Мои родители стояли в сторонке. Мать плакала, а отец – сутулый, пьяненький нежно гладил ее спину.
– Ничего, – крикнул Саня. – Говорят, за мостом вас ждет автобус.
Рядом со мной в кузове стоял Борис. Пьяный до чертиков.
– Автобус?! – крикнул он. – Это прелестно. Я люблю автобусы. И я очень хочу спать.
– Там не поспишь, – крикнул кто-то из толпы, злорадствуя.
– Я вас защищать буду! – с достоинством ответил Борис. – А вы тут гуляйте. И пейте сколько влезет, паразиты! – И он вдруг заплакал.
– Призывник Кирхер, прекратить! – сказал военком. – Не позорь моздокский комсомол.
– Слушаюсь, товарищ майор, – ответил Борис и, всхлипывая, пожаловался: – Голове холодно.
– Дайте ему головной убор! – крикнул военком.
В кузов закинули десяток фуражек.
– Столько мне не надо, – рассудительно решил Борис и, выбрав одну, остальные бросил обратно. В толпе зашумели, разбираясь в фуражках.

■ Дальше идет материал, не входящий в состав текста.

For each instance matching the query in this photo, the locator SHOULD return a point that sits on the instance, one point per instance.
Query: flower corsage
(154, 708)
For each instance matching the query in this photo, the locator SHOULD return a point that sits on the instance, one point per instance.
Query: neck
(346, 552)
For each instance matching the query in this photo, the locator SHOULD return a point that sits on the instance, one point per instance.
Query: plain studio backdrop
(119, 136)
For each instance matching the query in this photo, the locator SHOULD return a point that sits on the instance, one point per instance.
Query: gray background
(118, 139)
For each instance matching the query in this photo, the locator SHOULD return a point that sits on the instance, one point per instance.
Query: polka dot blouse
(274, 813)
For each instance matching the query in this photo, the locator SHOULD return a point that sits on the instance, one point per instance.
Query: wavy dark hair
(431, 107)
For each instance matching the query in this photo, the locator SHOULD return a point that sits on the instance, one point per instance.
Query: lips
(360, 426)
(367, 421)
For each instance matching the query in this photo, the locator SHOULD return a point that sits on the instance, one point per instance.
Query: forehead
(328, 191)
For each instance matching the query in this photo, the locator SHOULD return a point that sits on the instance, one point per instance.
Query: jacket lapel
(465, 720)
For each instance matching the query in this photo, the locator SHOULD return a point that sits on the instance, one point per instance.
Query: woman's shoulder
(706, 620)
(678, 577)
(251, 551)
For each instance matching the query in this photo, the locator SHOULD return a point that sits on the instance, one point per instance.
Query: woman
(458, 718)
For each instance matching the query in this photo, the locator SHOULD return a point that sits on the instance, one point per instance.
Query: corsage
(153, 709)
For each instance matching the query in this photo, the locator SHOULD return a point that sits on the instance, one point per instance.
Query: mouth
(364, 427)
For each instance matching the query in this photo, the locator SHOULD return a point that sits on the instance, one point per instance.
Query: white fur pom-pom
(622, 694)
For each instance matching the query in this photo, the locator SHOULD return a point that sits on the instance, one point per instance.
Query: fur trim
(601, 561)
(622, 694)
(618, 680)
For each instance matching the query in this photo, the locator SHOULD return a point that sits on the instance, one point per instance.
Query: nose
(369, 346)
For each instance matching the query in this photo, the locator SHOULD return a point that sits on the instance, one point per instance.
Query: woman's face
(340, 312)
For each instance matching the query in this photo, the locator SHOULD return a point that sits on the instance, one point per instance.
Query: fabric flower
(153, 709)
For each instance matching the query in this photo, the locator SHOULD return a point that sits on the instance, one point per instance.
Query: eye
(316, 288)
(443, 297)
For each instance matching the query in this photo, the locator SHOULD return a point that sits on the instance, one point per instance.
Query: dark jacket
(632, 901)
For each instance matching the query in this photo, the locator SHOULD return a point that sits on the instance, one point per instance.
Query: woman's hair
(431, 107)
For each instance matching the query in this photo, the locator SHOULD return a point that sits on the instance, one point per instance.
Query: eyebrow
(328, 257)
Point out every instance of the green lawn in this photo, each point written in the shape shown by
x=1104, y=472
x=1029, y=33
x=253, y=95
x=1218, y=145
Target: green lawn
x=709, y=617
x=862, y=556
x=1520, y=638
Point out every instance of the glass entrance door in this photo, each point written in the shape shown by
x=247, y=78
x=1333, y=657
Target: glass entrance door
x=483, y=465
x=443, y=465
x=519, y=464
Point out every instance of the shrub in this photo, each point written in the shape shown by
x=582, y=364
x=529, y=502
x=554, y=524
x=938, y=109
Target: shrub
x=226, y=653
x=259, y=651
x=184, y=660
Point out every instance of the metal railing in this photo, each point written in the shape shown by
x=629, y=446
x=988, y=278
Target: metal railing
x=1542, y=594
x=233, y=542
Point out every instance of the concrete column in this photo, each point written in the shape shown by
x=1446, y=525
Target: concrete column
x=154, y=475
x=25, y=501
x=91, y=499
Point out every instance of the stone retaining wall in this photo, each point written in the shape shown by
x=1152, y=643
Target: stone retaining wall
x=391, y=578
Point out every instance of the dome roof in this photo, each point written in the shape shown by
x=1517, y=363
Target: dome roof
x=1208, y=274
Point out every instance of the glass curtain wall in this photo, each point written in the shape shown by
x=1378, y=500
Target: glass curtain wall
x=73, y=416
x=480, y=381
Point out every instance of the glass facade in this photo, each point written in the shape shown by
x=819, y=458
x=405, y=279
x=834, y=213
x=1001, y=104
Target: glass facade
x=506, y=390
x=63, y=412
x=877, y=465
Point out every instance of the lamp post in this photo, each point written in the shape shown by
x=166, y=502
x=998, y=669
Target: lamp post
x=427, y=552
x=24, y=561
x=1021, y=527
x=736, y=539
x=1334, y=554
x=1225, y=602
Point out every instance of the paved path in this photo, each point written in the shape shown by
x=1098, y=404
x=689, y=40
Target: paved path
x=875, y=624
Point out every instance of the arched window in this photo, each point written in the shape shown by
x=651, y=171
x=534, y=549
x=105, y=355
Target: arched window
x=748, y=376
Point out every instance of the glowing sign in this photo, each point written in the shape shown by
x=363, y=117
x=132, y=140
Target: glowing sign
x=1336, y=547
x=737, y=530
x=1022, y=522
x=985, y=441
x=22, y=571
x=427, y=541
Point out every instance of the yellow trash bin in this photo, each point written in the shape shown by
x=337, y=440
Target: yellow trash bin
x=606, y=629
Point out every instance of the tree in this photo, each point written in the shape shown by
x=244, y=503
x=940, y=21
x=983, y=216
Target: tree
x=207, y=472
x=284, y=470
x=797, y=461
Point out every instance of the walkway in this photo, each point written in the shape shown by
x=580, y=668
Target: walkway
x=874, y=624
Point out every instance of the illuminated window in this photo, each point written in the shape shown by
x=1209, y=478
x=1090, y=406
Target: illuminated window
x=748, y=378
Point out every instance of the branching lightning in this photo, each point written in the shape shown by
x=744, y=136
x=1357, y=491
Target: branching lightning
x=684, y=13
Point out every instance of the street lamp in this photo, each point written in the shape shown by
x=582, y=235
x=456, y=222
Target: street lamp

Я опять посмотрел поверх голов. Мать плакала. Отец гладил ее спину. Вокруг кузова веселились простые труженики
– Почему мы не едем? – спросил я.
– Сейчас.
Военком еще раз пересчитал нас, спустился с кузова и залез в кабину. Машина взревела, выпустила клубы ядовитого дыма.
– Я буду ждать. Слышишь?! – Саня помахал левой рукой. Правой он обнимал плечи Людмилы.
Я кивнул. Машина тронулась. Саня стоял рядом с Людой и махал левой рукой.
А ровно через 736 дней…
… В субботний вечер 23 мая я сошел с междугородного автобуса и направился в кафе «Кавказ».
Назойливый тополиный пух обильно слетал с обветшалых, поскрипывающих от старости деревьев, кисейным покрывалом устилал землю и сбивался по краям луж, похожий на плесень.
Я был в парадной форме.
В кожаном чемодане – недорогой черный свитер и две рубашки с ярким примитивным узором, который мне сразу понравился. Еще были там несколько рисунков из армейской жизни, книга Анри Перрюшо «Тулуз-Лотрек» и первый номер журнала «Новый мир» за 1970 год (последний, подписанный Александром Трифоновичем Твардовским).
Я решил сохранить его как символ перемен, как реликвию исчезающей эпохи.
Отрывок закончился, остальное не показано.